Here’s my attempt in greta:

actor <- as_data(chimpanzees$actor)
block_id <- as_data(chimpanzees$block)
condition <- as_data(chimpanzees$condition)
prosoc_left <- as_data(chimpanzees$prosoc_left)
pulled_left <- as_data(chimpanzees$pulled_left)

a <- normal(0, 10)
a_a <- normal(0, 10)
a_b <- normal(0, 10)
sigma_act <- cauchy(0, 1, truncation = c(0, Inf))
sigma_block <- cauchy(0, 1, truncation = c(0, Inf))
beta_p <- normal(0, 10)
beta_pc <- normal(0, 10)
a_act <- normal(a_a, sigma_act, dim = max(chimpanzees$actor))
a_block <- normal(a_b, sigma_block, dim = max(chimpanzees$block))

chimp_model <- a + a_act[actor] + a_block[block_id] + (beta_p + beta_pc * condition) * prosoc_left
p_chimps <- ilogit(chimp_model)
distribution(pulled_left) <- binomial(1, p_chimps)

chimp_model_results <- model(a, a_a, a_b, a_act, a_block, beta_p, beta_pc)
chimp_model_draws <- mcmc(chimp_model_results)


The trace plots here are brutal. What am I missing in order to replicate the results?


I think the issue is in these two lines:

a_act <- normal(a_a, sigma_act, dim = max(chimpanzees$actor))
a_block <- normal(a_b, sigma_block, dim = max(chimpanzees$block))

In the rethinking book, the mean of these variables is 0 (not a_a or a_b).
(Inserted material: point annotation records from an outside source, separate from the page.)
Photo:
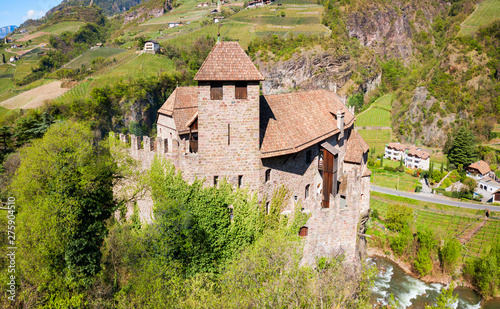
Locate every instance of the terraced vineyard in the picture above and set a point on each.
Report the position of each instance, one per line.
(87, 57)
(377, 139)
(485, 13)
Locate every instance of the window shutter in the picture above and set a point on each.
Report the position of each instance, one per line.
(216, 91)
(241, 90)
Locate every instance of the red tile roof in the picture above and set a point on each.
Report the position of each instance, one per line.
(228, 62)
(182, 105)
(291, 122)
(481, 166)
(356, 147)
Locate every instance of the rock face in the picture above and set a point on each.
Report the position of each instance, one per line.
(389, 30)
(429, 132)
(6, 30)
(384, 31)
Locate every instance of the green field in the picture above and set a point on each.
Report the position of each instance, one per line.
(301, 17)
(377, 139)
(485, 13)
(394, 180)
(378, 115)
(6, 75)
(130, 65)
(447, 221)
(87, 57)
(59, 28)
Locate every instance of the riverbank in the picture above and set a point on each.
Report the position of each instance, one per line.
(435, 277)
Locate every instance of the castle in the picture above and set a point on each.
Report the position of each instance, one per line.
(224, 129)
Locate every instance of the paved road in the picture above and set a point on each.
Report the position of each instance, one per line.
(427, 197)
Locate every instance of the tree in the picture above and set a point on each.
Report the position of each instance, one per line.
(423, 262)
(65, 188)
(450, 253)
(470, 184)
(445, 300)
(398, 217)
(462, 150)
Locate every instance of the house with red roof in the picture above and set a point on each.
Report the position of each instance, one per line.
(223, 128)
(412, 156)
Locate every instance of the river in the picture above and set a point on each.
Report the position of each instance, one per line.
(413, 293)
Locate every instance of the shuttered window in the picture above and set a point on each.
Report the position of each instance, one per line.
(303, 231)
(241, 90)
(216, 91)
(329, 168)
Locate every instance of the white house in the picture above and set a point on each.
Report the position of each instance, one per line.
(412, 156)
(174, 24)
(151, 46)
(488, 184)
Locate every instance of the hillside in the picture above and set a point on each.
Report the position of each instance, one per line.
(6, 30)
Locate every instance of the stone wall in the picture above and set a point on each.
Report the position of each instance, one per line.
(228, 135)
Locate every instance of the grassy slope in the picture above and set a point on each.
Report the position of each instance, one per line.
(378, 115)
(485, 13)
(87, 57)
(300, 17)
(59, 28)
(446, 221)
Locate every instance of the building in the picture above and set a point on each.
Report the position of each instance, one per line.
(488, 184)
(218, 19)
(174, 24)
(151, 46)
(496, 196)
(305, 141)
(412, 156)
(479, 169)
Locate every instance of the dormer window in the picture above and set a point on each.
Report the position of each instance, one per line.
(216, 91)
(241, 90)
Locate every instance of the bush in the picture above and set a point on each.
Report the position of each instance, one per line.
(398, 217)
(446, 183)
(389, 169)
(401, 241)
(427, 239)
(423, 263)
(450, 254)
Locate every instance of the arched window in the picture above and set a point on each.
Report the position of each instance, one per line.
(268, 175)
(303, 231)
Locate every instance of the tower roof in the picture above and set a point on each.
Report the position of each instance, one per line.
(228, 61)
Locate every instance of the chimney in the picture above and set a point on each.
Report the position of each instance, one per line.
(340, 123)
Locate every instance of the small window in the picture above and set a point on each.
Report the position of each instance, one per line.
(268, 175)
(303, 231)
(216, 91)
(241, 90)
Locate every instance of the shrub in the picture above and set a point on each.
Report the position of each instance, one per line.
(398, 217)
(446, 183)
(401, 241)
(427, 239)
(450, 253)
(423, 263)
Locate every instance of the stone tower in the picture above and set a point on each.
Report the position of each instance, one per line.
(228, 117)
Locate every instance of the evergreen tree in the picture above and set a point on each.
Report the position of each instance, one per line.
(462, 150)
If you change the mean of these two normally distributed random variables to zero, then the trace plots will look much better. In other words, this works better as a prior and is consistent with the rethinking book:

a_act <- normal(0, sigma_act, dim = max(chimpanzees$actor))
a_block <- normal(0, sigma_block, dim = max(chimpanzees$block))
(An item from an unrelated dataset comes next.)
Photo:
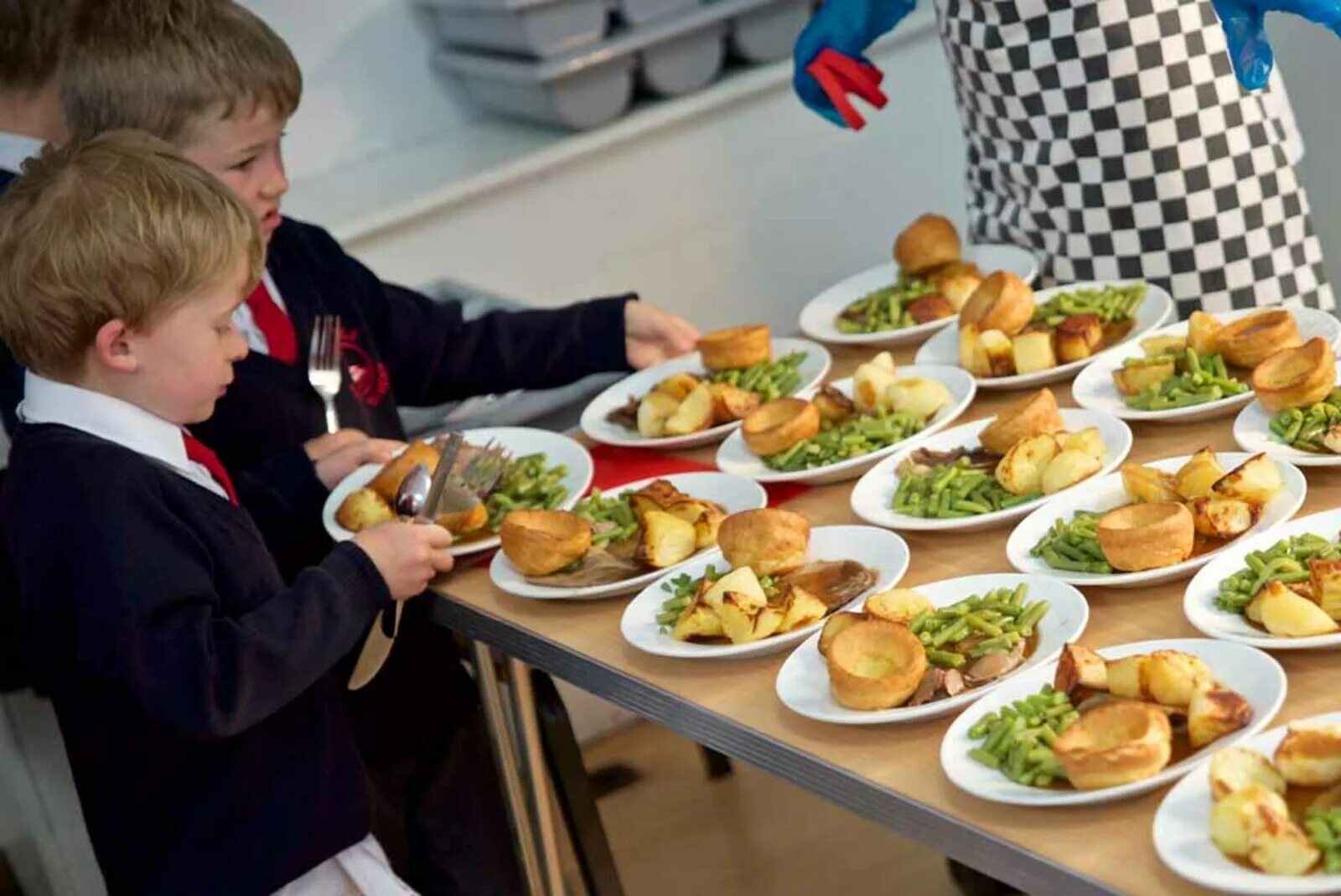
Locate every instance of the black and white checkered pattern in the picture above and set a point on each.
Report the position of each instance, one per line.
(1113, 137)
Thanks for the reply ajf. Yes, in p.373 of his book you’re correct that is how it should be specified. However, in his exercise 12M4 (p.385), the exercise involves letting the means of those variables to have their own priors.


Hi Phil,

When I run the map2stan code (with default stan parameters) I get lots of warnings about divergent transitions and treedepth:

Warning messages:
1: There were 187 divergent transitions after warmup. Increasing adapt_delta above 0.95 may help. See 
2: There were 1173 transitions after warmup that exceeded the maximum treedepth. Increase max_treedepth above 10. See 
3: Examine the pairs() plot to diagnose sampling problems

This plus the interesting wording of the question makes me wonder whether this is designed to be a bad model. This would mean that greta is just showing this in a different (and more violent) way to stan.

Do you think this is a possibility?

All the best!


Hmm, you’re probably correct. There are some other exercises in which he asks to run models that poorly converge to teach how to diagnose and determine why the model is poor. Thanks for bringing that up!